The new rules, which took effect in August, followed years of warnings that the giant floating hotels risked causing irreparable damage to the lagoon city, a UNESCO world heritage site.
Some 30 million euros has been allocated for 2021 for shipping companies who incurred costs in “rescheduling routes and refunding passengers who cancelled trips”, the infrastructure ministry said in a statement.
A further 27.5 million euros – five million this year and the rest in 2022 – was allocated for the terminal operator and related companies, it said.
The decision to ban large cruise ships from the centre of Venice in July came just days before a meeting of the UN’s cultural organisation Unesco, which had proposed adding Venice to a list of endangered heritage sites over inaction on cruise ships.
Under the government’s plan, cruise ships will not be banned from Venice altogether but the biggest vessels will no longer be able to pass through St Mark’s Basin, St Mark’s Canal or the Giudecca Canal.
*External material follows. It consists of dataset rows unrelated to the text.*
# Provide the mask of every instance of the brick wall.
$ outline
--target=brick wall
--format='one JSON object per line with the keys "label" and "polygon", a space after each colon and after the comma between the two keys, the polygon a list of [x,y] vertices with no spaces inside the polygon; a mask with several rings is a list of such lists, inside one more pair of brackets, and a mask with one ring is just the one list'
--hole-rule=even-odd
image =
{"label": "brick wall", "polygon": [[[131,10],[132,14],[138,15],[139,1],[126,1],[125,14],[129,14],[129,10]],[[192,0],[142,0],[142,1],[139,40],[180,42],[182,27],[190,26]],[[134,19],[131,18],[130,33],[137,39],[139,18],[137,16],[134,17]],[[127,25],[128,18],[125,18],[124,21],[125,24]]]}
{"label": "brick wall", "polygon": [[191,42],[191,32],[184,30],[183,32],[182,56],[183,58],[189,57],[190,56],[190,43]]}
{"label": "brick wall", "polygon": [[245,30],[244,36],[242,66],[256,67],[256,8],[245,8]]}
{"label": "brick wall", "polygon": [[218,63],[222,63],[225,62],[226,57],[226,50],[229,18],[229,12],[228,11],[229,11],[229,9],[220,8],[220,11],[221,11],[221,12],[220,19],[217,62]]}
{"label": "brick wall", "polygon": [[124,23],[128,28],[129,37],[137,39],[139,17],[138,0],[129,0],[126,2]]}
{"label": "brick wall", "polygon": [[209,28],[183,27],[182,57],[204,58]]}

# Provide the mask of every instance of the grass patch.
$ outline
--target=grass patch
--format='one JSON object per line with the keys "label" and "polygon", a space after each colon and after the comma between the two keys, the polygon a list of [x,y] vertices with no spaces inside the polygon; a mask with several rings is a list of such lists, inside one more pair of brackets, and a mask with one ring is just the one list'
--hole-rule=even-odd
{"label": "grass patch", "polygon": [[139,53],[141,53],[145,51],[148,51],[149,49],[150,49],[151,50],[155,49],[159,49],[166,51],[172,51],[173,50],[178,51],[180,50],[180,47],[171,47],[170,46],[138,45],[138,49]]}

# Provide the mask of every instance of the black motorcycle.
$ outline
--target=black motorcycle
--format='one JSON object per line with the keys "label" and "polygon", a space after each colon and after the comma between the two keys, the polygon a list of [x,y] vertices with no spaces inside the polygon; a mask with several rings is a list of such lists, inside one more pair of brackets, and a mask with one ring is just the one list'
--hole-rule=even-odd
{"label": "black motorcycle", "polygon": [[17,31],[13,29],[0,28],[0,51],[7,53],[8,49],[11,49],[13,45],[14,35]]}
Instead, they’ll be diverted to the industrial port at Marghera.
But critics of the plan point out that Marghera – which is on the mainland, as opposed to the passenger terminal located in the islands – is still within the Venice lagoon.
Some aspects of the plan remain unclear, as infrastructure at Marghera is still being built. Meanwhile, smaller cruise liners are still allowed through St Mark’s and the Giudecca canals.
Cruise ships provide a huge economic boost to Venice, but activists and residents say the ships contribute to problems caused by ‘overtourism’ and cause large waves that undermine the city’s foundations and harm the fragile ecosystem of its lagoon.